The Dismal Failure of the Basel Regime of Bank Capital Regulation
August 2, 2011
The Basel regime is an international system of capital adequacy regulation designed to strengthen banks' financial health and the safety and soundness of the financial system as a whole. It originated with the 1988 Basel Accord, now known as Basel I, and was then overhauled. Basel II had still not been implemented in the United States when the financial crisis struck, and in the wake of the banking system collapse, regulators rushed out Basel III, says Kevin Dowd, an adjunct scholar at the Cato Institute, Martin Hutchinson, a former investment banker, Simon Ashby, a senior lecturer at Plymouth Business School in the United Kingdom, and Jimi M. Hinchliffe, an investment banker based in London.

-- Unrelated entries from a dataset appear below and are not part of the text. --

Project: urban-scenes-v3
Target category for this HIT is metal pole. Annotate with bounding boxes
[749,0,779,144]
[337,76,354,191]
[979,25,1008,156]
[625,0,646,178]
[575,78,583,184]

In this paper, Dowd et al., provide a reassessment of the Basel regime and focus on its most ambitious feature: the principle of "risk-based regulation." The Basel system suffers from three fundamental weaknesses:
- First, financial risk modeling provides the flimsiest basis for any system of regulatory capital requirements.
- The second weakness consists of the incentives it creates for regulatory arbitrage.
- The third weakness is regulatory capture.
The Basel regime is powerless against the endemic incentives to excessive risk taking that permeate the modern financial system, particularly those associated with government-subsidized risk taking. The financial system can be fixed, but it requires radical reform, including the abolition of central banking and deposit insurance, the repudiation of "too big to fail," and reforms to extend the personal liability of key decision makers -- in effect, reverting back to a system similar to that which existed a century ago.